日本財団 図書館


But as the handover approached, many expats who had worked in the civil service for decades, married locals and had children whose loyalties and culture are much more a part of Hong Kong than their expat parent's home country, found they wanted to stay. Some, especially those who left the civil service in the boom years leading up to the handover, found jobs in the private sector.

Harris noted that Rowan Callick, The Australian Financial Review's correspondent in Hong Kong, spent months trying to convince the Immigration Department to allow him to continue working in Hong Kong. "Although employed by one of Australia's largest media organizations, he had to ask me to act as his official sponsor in order to satisfy the exacting requirements laid out by the Immigration Department."

 

Willy Wo-lap Lam alone is worth the price of admission to any anthology in which he appears and this one is no exception.

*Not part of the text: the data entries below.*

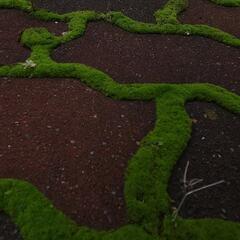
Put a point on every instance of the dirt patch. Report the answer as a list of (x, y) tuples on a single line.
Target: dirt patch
[(8, 231), (12, 24), (205, 12), (72, 143), (213, 153), (136, 9), (150, 58)]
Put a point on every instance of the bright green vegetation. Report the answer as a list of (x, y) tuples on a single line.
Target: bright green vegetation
[(147, 200)]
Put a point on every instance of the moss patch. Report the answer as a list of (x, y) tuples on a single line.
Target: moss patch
[(149, 208)]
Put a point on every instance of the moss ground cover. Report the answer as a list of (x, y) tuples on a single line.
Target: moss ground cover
[(148, 203)]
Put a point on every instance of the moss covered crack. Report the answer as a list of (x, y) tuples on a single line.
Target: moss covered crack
[(148, 203)]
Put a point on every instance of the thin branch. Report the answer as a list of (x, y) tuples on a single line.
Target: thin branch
[(175, 214)]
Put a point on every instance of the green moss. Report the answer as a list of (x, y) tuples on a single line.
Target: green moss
[(170, 11), (24, 5), (227, 3), (147, 200)]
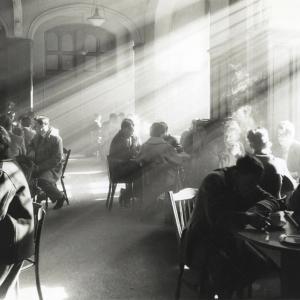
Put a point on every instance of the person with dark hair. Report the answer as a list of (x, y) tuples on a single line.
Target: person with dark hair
[(227, 199), (46, 150), (123, 150), (276, 178), (172, 139), (160, 163), (16, 218)]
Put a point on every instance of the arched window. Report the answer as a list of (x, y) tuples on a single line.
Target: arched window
[(90, 43), (51, 41), (67, 43)]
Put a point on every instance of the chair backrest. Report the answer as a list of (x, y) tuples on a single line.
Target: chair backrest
[(182, 204), (66, 159), (113, 165), (39, 217)]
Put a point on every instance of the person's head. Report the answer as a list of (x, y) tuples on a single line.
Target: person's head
[(157, 130), (127, 127), (166, 126), (26, 121), (4, 143), (248, 174), (285, 133), (259, 140), (6, 122), (42, 125), (121, 116)]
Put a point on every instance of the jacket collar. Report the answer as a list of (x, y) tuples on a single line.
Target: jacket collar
[(156, 140)]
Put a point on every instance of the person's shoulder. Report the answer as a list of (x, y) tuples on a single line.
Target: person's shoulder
[(216, 177)]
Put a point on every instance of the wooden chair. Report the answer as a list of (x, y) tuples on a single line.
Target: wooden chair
[(67, 153), (39, 217), (37, 190), (113, 181), (182, 205)]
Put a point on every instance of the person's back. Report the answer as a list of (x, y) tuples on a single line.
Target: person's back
[(19, 212), (16, 217), (159, 162), (276, 176), (228, 199), (46, 150)]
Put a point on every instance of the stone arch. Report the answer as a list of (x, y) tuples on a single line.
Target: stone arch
[(82, 11)]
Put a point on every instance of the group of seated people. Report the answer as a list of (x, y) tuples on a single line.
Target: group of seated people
[(25, 168), (38, 149), (243, 189), (157, 159)]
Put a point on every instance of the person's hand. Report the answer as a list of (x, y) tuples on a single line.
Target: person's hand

Lam is probably the most readable and well informed China Watcher writing in the English-language. He is Associate Editor and China Editor of the South China Morning Post and his China after Deng Xiaoping: The Power Struggle in Beijing Since Tiananmen, (John Wiley & Sons, Singapore, 1995) is a classic. His The Era of Zao Ziyang (1989) is likewise an excellent work. Lam is an up-front type of gentlemen. I once sent a note to him in Hong Kong from Taipei, where I was on a teaching fellowship at National Chengchi University. On receiving the note, Lam picked up the telephone and called me right away in Taipei so we could talk while the issue was still hot.

That was my personal introduction to Lam, after reading his China-watching pieces for years.

A Hong Kong native and graduate of the University of Minnesota, Lam tells about the Xinhua News Agency role in Hong Kong in his chapter "Beijing's Hong Kong Policy in the First Year of Transition."

In the political arena, the policy of qualified non-interference could be better understood in the context of the strategy of zhuada fangxiao (taking a firm grip of the major things and letting the minor ones to free). This game plan, which was originally conceived for the reform of the country's intractable state-owned enterprises (SOEs), was confirmed at the pivotal 15th party Congress of September 1997.

Zhuada fangxiao has applications galore for Chinese - and particularly SAR - politics. The bottom line is control. It is no accident that while to the casual visitor nothing has changed in Hong Kong, deep-seated alterations have taken place in the power structure. The facade of tranqulity has been achieved thanks to the fact that, contrary to some doomsday scenarios, Chinese organs in Hong Kong such as the Hong Kong anti Macao Work Committee (HKMWC) and Xinhua--respectively the underground CCP master-cell and Beijing's mission in Hong Kong--have assumed a generally low profile since July 1, 1997. Yet there is little doubt that a new elite is running the show. And Beijing will remain reassured--and its interventionist instincts diluted--so long as this new power structure remains in the hands of politicians trusted to toe Beijing's line.